Зои с изумлением уставилась на старика:

– То есть, по вашим словам, он снова исчез, а затем появился, усатый и темноволосый, под другим именем? Признаюсь, Уильям, мне в это трудно поверить.

– Что ж. – Он громко рыгнул. – Клянусь, лапочка, все это правда. Конечно, когда я увидел его фотографию на стене театра, пусть даже и под вымышленным именем, то прошел к служебному входу и спросил о нем. Он узнал меня, затащил в свою гримерку и закрыл дверь, а потом предупредил, что для моего же блага мне гораздо лучше держаться от него подальше. Сказал, что теперь у него новая жизнь и опасно вспоминать о том, кем он был прежде. И я, – Уильям пожал плечами, – поверил ему на слово.

– А после вы его видели?

– Только из партера, лапочка. Я писал ему пару раз, но так и не получил ответа. Однако на каждый день рождения мне присылали конверт с пачкой наличных внутри. И никаких записок. Но я не сомневался, что деньги от него. Итак, я рассказал тебе необъяснимую историю, случившуюся в молодости с твоим любимым дедушкой. Ни разу прежде она не слетала с моих уст, но сейчас, когда его больше нет с нами, вряд ли это имеет значение. И, если интересно, никто не запрещает тебе попытаться разузнать побольше. – Уильям почесал ухо. – Вот бы еще вспомнить имя той молодой леди, с которой я столько раз встречался возле «Свон и Эдгар». Однажды она мне представилась. Маргарита? Нет. Гортензия? Это было что-то цветочное…

– Лилия? Роза? – предположила Зои.

– Ей-богу, ты права! – Уильям расплылся в улыбке. – Ее звали Роза!

– И вы понятия не имеете, кем она была?

– Ну, не могу же я выдать все его секреты. – Уильям постучал себя по носу. – Да, я догадывался, но, возможно, эту тайну лучше оставить вместе с ним в могиле.

– Я залезу на чердак дома в Дорсете и пороюсь в его памятных вещицах. Вдруг получится найти что-нибудь связанное с вашим рассказом.

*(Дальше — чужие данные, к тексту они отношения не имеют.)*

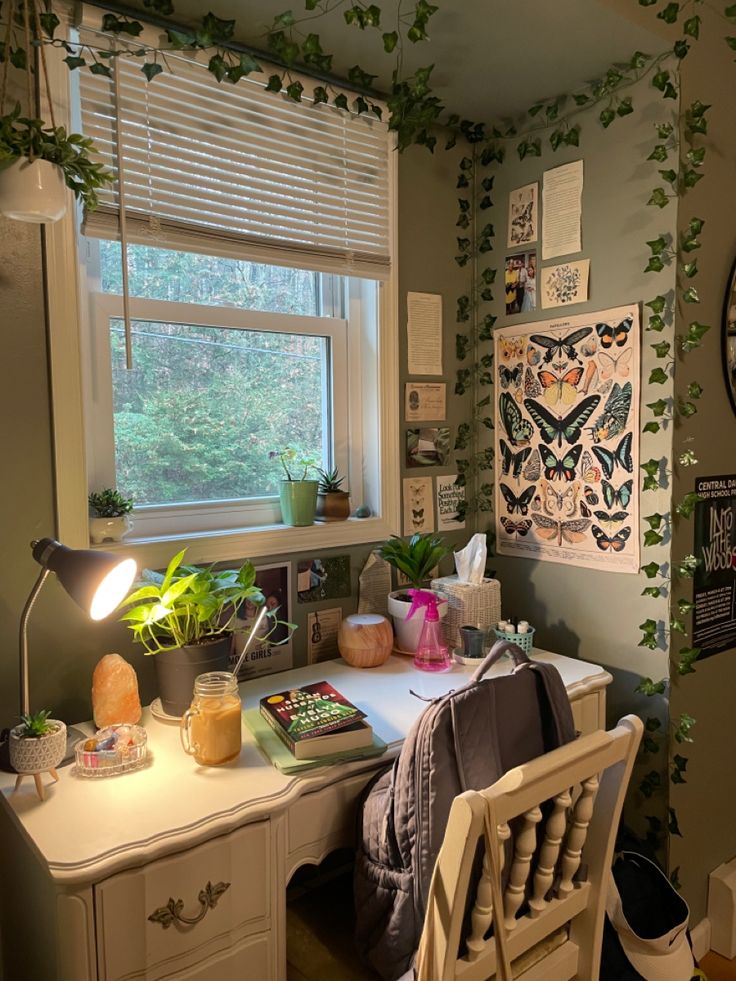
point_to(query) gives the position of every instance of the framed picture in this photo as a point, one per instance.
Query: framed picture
(729, 338)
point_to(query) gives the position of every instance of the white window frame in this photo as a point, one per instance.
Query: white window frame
(154, 520)
(377, 457)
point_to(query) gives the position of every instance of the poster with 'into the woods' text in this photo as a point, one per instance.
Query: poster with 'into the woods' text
(567, 446)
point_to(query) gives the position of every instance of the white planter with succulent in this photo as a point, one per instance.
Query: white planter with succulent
(37, 746)
(109, 516)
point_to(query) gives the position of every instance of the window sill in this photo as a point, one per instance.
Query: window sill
(251, 543)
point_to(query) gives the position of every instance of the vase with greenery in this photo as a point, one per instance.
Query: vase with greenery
(415, 560)
(109, 515)
(36, 161)
(38, 744)
(333, 503)
(298, 491)
(187, 617)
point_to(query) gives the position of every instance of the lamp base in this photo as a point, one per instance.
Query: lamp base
(72, 738)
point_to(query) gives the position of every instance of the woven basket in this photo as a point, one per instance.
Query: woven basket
(476, 604)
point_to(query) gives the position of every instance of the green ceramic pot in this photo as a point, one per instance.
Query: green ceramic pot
(298, 502)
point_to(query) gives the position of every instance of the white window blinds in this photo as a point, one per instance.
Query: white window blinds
(271, 179)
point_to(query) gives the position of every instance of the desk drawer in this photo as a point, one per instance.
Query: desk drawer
(174, 890)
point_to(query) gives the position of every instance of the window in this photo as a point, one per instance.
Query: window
(258, 308)
(230, 360)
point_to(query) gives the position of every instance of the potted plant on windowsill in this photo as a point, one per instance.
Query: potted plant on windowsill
(109, 515)
(186, 618)
(333, 504)
(297, 493)
(36, 161)
(414, 559)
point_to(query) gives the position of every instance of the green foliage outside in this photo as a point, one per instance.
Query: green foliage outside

– Сомневаюсь, лапочка. Если все это так долго скрывалось, сдается мне, что нам не суждено узнать правду. Тем не менее эта история сойдет для интересной беседы за ужином, – улыбнулся он.

– Да. – Зои подавила зевок и посмотрела на часы. – Уильям, я лучше пойду спать. Завтра вставать очень рано. Огромное спасибо, что все мне рассказали. Если я что-нибудь выясню, то дам вам знать.

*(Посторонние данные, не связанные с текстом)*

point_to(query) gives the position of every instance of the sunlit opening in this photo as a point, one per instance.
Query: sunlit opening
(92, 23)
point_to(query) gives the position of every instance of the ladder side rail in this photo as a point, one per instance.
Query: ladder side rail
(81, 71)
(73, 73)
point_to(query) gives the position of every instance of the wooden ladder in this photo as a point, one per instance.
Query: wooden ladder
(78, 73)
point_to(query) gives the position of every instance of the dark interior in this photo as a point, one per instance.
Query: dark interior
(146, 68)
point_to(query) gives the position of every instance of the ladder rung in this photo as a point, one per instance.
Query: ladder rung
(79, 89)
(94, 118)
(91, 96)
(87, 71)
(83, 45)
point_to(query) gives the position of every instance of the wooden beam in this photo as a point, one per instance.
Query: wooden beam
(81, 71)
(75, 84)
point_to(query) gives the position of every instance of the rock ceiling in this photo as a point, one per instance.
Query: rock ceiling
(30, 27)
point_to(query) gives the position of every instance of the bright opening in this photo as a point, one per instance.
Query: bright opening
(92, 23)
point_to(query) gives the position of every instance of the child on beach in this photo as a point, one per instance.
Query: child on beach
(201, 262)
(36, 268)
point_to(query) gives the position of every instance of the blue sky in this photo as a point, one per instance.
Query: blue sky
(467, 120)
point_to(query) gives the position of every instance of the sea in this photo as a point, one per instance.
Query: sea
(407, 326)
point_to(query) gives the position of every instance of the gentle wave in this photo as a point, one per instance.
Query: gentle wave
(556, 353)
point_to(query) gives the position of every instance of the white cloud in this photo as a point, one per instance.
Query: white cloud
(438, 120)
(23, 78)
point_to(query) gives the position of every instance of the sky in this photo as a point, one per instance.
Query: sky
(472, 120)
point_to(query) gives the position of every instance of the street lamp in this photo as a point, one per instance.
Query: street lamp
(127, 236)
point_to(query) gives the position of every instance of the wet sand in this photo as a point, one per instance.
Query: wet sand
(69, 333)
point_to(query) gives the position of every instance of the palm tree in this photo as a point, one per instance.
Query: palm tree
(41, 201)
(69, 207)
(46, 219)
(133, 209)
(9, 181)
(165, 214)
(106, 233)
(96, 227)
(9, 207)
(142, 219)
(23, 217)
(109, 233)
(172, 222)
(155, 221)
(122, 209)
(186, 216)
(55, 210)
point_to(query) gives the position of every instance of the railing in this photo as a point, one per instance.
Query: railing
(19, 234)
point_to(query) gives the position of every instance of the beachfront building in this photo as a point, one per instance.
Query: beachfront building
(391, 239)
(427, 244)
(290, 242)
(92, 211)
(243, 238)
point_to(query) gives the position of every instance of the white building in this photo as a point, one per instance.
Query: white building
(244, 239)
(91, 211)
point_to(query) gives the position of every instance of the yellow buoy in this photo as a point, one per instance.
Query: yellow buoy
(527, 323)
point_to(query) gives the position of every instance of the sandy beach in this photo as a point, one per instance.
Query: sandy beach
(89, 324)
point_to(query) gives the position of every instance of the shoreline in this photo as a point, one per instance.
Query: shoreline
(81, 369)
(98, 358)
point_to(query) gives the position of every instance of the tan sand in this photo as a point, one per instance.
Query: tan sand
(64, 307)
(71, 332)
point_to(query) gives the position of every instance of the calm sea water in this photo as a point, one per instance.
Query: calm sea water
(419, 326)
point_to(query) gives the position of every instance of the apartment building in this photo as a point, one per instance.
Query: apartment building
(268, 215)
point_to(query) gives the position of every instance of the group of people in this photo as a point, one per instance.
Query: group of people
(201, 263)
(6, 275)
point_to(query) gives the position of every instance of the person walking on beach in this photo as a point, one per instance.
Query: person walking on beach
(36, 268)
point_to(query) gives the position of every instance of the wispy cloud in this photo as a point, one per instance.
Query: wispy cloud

– Обязательно, Зои, – кивнул Уильям, не сводя с нее взгляда. Когда она поднялась с банкетки, он поймал ее руку и сжал ладонь. – Ты так похожа на него в молодости, лапочка. Сегодня днем я наблюдал за тобой. Ты унаследовала его дар. Однажды ты станешь очень знаменитой, и дедушка будет тобой гордиться.

На глаза Зои навернулись слезы.

– Спасибо, Уильям, – пробормотала она и вышла из бара.

16

Следующие три печальных дня Джоанна проработала в отделе «Домашние питомцы и садоводство». Она перебралась к себе в квартиру, но, поскольку новую кровать еще не привезли, вот уже две ночи провела на полу спальни, на неудобной импровизированной куче из диванных подушек и одеял. Сегодня Джо ждал ужин с Маркусом, и, соблазненная возможностью поспать в мягкой, удобной постели, она всерьез раздумывала, не остаться ли у него ночевать. Для вечера Джоанна выбрала единственное в ее гардеробе – пусть и поношенное – маленькое черное платье, приталенный кардиган и лоферы, слегка подрумянила щеки, немного подкрасила губы и ресницы и, не дожидаясь, пока длинные волосы окончательно просохнут после душа, направилась к автобусной остановке.